Given those dynamics, Furman and Summers suggest focusing instead on debt-servicing costs as a share of GDP—that is, how much the United States needs to pay its creditors in a given year, relative to the size of the economy. Because money is cheap right now, the country has much more capacity to spend its way out of the current crisis and to make investments to bolster growth in the future.
That gets to a fourth point: Use deficits to fuel growth. “Before this period of sustained low rates, we had this approach of emphasizing the measure of the national debt and the budget deficit, and the burden it was placing on future generations,” Summers told me. “But right now, the policy debate needs to be about the composition of fiscal policy, not the level of the deficit or surplus.”
This means taking a close look at what the United States is spending money on, and figuring out how to get more bang for the government’s buck. In the short term, that means pouring money into proven forms of stimulus to keep the recovery going: food assistance, unemployment-insurance payments, and aid to state and local governments, not write-offs for business meals, tax breaks, and the like.

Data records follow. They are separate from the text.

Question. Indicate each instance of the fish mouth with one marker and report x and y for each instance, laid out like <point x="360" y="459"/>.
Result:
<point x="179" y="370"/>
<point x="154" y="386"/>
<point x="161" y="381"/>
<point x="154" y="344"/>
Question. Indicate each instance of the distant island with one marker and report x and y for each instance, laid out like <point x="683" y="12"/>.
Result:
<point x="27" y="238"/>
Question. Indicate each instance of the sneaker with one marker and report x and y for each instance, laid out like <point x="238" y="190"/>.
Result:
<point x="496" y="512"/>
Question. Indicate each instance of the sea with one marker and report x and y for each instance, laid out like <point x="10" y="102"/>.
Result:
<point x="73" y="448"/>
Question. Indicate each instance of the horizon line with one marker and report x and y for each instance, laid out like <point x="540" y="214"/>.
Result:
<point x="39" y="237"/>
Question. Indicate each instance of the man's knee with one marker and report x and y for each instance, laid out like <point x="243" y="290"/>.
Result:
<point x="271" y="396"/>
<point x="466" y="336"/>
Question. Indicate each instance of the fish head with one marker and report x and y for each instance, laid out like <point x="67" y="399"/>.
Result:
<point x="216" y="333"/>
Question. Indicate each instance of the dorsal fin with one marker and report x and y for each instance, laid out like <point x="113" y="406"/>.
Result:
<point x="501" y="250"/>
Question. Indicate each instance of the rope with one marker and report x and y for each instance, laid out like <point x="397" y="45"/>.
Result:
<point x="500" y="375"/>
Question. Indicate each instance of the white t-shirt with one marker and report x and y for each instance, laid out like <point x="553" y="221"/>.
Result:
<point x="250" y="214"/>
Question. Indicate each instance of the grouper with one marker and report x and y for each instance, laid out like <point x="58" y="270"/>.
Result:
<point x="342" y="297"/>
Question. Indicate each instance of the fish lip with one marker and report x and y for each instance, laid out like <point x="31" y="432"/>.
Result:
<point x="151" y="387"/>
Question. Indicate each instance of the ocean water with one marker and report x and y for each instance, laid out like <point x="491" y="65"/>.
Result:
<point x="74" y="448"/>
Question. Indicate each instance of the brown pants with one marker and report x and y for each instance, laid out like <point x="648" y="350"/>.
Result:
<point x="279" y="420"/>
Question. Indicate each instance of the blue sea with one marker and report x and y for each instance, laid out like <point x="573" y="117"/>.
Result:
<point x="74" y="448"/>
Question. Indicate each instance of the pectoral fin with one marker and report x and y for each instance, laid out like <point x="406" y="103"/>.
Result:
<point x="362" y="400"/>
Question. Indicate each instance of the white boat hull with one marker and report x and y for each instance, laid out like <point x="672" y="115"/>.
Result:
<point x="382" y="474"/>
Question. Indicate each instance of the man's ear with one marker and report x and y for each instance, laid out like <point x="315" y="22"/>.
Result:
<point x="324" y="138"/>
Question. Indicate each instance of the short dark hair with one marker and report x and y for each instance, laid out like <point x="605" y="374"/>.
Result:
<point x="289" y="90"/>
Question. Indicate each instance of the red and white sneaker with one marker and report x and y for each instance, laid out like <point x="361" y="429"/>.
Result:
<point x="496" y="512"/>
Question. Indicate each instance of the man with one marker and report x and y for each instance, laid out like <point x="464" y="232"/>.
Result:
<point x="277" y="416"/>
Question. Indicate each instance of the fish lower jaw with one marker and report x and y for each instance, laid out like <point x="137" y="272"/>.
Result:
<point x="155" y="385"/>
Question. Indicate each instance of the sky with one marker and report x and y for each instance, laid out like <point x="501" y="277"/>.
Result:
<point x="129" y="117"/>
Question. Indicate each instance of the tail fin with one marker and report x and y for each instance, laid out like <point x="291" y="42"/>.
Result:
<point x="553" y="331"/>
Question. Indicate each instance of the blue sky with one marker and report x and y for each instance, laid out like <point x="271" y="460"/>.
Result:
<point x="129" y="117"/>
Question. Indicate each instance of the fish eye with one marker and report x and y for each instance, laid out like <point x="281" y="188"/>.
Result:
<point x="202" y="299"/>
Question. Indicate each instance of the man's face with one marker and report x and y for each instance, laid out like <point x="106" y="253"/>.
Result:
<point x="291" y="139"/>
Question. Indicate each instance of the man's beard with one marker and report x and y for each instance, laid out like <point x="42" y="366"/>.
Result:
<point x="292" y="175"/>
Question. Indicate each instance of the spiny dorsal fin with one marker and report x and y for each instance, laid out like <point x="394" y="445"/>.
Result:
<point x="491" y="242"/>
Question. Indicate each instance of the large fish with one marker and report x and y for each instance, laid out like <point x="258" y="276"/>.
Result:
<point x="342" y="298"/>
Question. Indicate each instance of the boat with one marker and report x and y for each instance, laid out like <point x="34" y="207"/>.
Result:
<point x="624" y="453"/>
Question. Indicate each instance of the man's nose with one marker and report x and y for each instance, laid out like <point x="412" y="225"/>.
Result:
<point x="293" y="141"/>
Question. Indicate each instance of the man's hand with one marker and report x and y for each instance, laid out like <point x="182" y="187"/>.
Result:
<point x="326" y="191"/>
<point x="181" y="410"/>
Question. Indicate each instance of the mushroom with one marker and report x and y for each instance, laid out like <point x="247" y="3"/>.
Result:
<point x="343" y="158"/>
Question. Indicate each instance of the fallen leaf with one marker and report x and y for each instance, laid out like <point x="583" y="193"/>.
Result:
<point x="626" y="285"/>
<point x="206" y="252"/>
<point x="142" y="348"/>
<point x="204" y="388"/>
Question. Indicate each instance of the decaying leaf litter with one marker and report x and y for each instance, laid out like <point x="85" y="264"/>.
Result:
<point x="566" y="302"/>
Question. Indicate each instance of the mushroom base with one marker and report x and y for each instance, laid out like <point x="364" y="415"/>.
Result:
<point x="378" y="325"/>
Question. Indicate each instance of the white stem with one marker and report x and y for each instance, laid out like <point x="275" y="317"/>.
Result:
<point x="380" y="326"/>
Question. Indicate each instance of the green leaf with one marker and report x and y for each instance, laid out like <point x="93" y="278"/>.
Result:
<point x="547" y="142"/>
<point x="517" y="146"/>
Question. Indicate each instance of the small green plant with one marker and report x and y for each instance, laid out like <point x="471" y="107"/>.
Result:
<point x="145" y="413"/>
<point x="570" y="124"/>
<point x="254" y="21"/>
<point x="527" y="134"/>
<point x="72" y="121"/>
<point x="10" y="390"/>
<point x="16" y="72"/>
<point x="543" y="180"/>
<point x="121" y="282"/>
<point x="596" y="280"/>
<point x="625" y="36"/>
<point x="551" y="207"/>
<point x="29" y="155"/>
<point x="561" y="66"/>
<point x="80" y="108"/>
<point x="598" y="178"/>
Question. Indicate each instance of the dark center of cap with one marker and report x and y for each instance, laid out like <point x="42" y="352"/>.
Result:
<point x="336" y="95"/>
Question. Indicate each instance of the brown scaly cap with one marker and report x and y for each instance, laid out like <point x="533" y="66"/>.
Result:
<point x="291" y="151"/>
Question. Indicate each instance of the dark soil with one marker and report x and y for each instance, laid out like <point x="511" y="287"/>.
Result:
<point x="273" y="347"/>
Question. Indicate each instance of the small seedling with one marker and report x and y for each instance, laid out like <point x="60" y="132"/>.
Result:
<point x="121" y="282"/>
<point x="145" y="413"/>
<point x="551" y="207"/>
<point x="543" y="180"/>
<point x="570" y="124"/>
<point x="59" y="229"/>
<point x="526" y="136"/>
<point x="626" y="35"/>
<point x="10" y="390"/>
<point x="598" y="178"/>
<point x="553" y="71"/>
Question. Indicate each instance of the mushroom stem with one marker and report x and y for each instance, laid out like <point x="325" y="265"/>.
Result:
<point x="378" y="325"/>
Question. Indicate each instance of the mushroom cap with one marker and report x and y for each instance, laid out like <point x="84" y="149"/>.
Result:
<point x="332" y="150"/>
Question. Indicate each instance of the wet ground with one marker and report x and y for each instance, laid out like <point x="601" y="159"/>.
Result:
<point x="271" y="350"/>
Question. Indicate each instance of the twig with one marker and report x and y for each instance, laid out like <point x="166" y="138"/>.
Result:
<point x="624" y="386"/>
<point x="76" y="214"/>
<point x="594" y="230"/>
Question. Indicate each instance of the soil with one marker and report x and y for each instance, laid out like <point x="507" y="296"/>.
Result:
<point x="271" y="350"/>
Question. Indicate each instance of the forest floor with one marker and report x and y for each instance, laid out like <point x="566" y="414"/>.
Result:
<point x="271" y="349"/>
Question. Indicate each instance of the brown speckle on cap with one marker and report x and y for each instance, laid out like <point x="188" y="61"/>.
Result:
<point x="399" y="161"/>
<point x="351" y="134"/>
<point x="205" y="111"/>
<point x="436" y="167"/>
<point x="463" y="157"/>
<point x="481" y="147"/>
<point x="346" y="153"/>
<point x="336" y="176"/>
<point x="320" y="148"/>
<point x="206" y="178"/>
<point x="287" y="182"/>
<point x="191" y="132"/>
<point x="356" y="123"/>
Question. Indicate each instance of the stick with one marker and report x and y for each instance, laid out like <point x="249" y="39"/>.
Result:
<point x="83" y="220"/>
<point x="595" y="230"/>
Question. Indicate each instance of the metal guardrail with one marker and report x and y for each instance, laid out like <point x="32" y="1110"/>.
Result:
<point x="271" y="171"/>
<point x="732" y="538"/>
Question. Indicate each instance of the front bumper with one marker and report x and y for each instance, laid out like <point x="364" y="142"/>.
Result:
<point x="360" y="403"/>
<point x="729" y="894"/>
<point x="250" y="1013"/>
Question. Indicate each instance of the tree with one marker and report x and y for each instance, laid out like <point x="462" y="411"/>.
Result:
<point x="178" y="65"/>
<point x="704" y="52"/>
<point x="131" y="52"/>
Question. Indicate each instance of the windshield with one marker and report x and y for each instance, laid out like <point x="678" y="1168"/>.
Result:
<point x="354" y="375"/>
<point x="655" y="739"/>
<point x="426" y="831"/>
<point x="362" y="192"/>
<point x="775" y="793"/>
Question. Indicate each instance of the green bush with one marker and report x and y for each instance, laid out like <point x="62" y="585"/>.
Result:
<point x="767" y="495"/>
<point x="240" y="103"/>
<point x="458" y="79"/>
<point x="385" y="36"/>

In the longer term, Washington needs to invest more in physical infrastructure and the country’s human capital. Crumbling ports, falling bridges, fire-prone electrical systems, carbon-belching utility operations, dismal public-transit options, outmoded and patchy broadband networks: The United States needs an additional $2 trillion in spending to fix them, experts estimate. With that kind of outlay, “you’re not making the budget deficit worse; you’re making demand in the economy greater,” Summers said. “You’re increasing the capacity of the economy down the road.” Investments in people do the same. Ending child poverty, stopping the opioid crisis, improving child nutrition, providing a high-quality public education to students, ending the racial wealth gap: These kinds of policies would boost the economy, too.
One final lesson: Don’t listen to Republican hectoring on the debt. Earlier this year, Mick Mulvaney, the former White House budget director, described the GOP’s position candidly. “My party is very interested in deficits when there is a Democrat in the White House,” he told a crowd in Oxford, as reported by The Washington Post. “The worst thing in the whole world is deficits when Barack Obama was the president. Then, Donald Trump became president, and we’re a lot less interested as a party.” Expect those same dynamics to come into play when Joe Biden takes office. All of a sudden, spending rates will become “unsustainable,” the White House will be profligate, and the debt will be a multitrillion-dollar burden on our grandchildren. Republicans will insist on cutting spending, which would hurt the economy and hurt Democrats electorally.
The things to watch are whether the country’s borrowing costs are rising, whether its budgetary allotment for payments on the debt is increasing, and whether it is spending on good priorities. Those big, scary debt numbers are not as big and scary as they used to be. What counts as fiscal responsibility has changed in the past decade, and especially in the current crisis, Washington should use its spending power to make the country faster-growing and more equitable for everyone.